We have a bit of a gap in testing there right now. We have automated testing on CentOS 7 but not on CentOS 8.
The snap refreshing never takes down the containers, so in the worst case scenario, the daemon itself fails to come back to life, causing the
lxc commands to hang due to systemd socket activation.
But that’s only really happening if LXD completely fails to start during the update.
The snap is fine for both server and desktop use alike, though exactly what track you follow and you refresh configuration in the server case will likely be different. I’d recommend production setup select a particular version by using the associated track.
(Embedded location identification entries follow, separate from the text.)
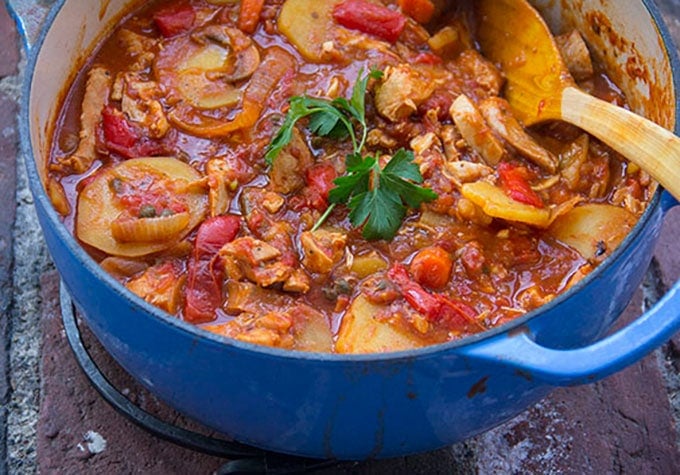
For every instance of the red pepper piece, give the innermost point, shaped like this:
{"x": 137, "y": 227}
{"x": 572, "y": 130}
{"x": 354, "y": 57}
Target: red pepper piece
{"x": 370, "y": 18}
{"x": 516, "y": 186}
{"x": 175, "y": 19}
{"x": 435, "y": 307}
{"x": 204, "y": 282}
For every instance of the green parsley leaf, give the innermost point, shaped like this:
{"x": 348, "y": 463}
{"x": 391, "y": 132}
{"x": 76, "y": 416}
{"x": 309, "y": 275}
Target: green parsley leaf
{"x": 325, "y": 120}
{"x": 378, "y": 198}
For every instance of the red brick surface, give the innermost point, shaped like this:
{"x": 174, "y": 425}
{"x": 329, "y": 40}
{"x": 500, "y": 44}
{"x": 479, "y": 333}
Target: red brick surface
{"x": 622, "y": 424}
{"x": 8, "y": 151}
{"x": 9, "y": 50}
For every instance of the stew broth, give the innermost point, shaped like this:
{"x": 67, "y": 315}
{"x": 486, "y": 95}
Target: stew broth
{"x": 162, "y": 165}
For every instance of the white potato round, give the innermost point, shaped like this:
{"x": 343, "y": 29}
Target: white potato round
{"x": 98, "y": 207}
{"x": 594, "y": 230}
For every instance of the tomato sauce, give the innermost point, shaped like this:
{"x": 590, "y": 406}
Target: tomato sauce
{"x": 161, "y": 165}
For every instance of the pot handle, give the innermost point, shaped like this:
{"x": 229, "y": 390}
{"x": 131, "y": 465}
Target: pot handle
{"x": 593, "y": 362}
{"x": 29, "y": 16}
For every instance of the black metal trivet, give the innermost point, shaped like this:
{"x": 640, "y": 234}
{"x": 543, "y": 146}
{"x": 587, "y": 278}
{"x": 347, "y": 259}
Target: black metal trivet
{"x": 242, "y": 458}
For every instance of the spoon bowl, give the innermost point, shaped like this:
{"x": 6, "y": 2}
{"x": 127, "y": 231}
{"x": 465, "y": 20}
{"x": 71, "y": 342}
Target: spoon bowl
{"x": 540, "y": 88}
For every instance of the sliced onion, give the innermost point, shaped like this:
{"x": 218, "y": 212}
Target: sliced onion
{"x": 277, "y": 63}
{"x": 164, "y": 228}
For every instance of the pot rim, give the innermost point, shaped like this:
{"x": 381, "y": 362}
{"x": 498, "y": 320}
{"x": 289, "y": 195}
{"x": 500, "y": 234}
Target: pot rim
{"x": 83, "y": 258}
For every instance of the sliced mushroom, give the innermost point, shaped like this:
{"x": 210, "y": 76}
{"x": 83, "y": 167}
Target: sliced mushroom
{"x": 497, "y": 113}
{"x": 475, "y": 130}
{"x": 204, "y": 70}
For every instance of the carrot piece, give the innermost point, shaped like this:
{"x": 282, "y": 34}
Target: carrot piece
{"x": 431, "y": 267}
{"x": 249, "y": 15}
{"x": 420, "y": 10}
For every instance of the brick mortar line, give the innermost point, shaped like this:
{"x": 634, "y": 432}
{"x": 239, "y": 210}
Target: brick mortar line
{"x": 654, "y": 288}
{"x": 30, "y": 262}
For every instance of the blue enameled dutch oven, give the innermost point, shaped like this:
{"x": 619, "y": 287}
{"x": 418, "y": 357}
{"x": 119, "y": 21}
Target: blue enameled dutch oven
{"x": 383, "y": 405}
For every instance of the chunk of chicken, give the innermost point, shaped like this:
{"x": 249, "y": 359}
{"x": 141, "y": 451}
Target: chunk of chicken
{"x": 256, "y": 260}
{"x": 462, "y": 172}
{"x": 300, "y": 327}
{"x": 140, "y": 102}
{"x": 576, "y": 55}
{"x": 497, "y": 113}
{"x": 450, "y": 139}
{"x": 475, "y": 130}
{"x": 322, "y": 249}
{"x": 220, "y": 185}
{"x": 287, "y": 173}
{"x": 481, "y": 72}
{"x": 160, "y": 285}
{"x": 138, "y": 47}
{"x": 97, "y": 90}
{"x": 402, "y": 90}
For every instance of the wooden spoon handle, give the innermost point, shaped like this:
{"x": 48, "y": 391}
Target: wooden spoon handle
{"x": 653, "y": 148}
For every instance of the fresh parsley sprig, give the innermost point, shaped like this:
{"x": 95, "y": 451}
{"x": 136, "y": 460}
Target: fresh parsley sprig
{"x": 376, "y": 197}
{"x": 326, "y": 118}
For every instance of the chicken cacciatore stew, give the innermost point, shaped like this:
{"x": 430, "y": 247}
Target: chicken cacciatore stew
{"x": 330, "y": 175}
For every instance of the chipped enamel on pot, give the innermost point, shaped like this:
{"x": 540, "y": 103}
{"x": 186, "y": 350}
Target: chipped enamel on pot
{"x": 384, "y": 405}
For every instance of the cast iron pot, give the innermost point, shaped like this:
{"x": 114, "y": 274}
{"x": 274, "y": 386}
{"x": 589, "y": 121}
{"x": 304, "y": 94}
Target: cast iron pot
{"x": 384, "y": 405}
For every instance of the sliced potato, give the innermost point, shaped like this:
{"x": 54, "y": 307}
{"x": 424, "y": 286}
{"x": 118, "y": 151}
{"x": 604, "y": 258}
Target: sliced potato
{"x": 308, "y": 24}
{"x": 594, "y": 230}
{"x": 312, "y": 330}
{"x": 98, "y": 207}
{"x": 497, "y": 204}
{"x": 360, "y": 332}
{"x": 368, "y": 264}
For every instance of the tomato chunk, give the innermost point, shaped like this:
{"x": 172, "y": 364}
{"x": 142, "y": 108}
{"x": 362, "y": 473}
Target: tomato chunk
{"x": 516, "y": 186}
{"x": 175, "y": 19}
{"x": 420, "y": 10}
{"x": 120, "y": 136}
{"x": 117, "y": 130}
{"x": 432, "y": 267}
{"x": 435, "y": 307}
{"x": 249, "y": 15}
{"x": 370, "y": 18}
{"x": 204, "y": 282}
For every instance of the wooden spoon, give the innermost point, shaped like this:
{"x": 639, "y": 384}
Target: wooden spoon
{"x": 539, "y": 88}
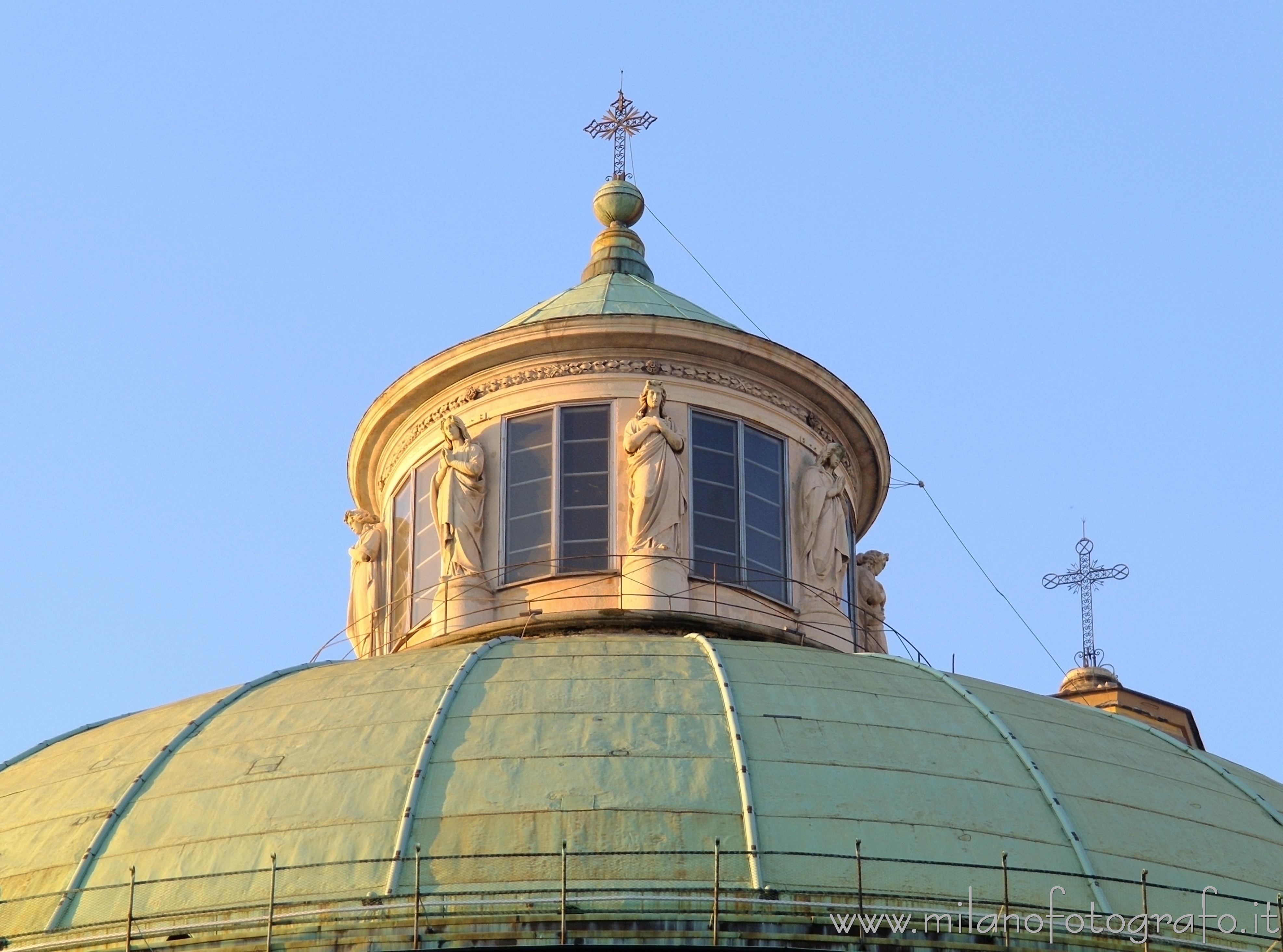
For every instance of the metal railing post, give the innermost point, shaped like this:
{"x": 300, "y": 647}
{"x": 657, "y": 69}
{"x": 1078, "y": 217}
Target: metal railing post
{"x": 860, "y": 887}
{"x": 129, "y": 918}
{"x": 1145, "y": 906}
{"x": 417, "y": 891}
{"x": 271, "y": 906}
{"x": 716, "y": 887}
{"x": 564, "y": 893}
{"x": 1006, "y": 899}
For example
snap install lxd --channel=3.21. This will prevent any bump in version unless you run
snap refresh lxd --channel=3.22, leaving automated refresh to just bugfixes rather than version bumps.
You can also configured snapd to use a particular time for the automated refreshes. In a production environment, I’d pick a time in the week during which someone is around should an issue occur.
You may also just plain block store access to snapd and only re-enable access when you want to refresh your machines.
On the paid/service front, Canonical does offer a snap enterprise proxy which allows you to have all your systems fetch snaps through it (allowing for air-gaped environments too) and letting you pin particular revisions of particular snaps. So at large production scale, you’d probably run one of those, test things on a few isolated staging system before blessing the new revision for the rest of your environment.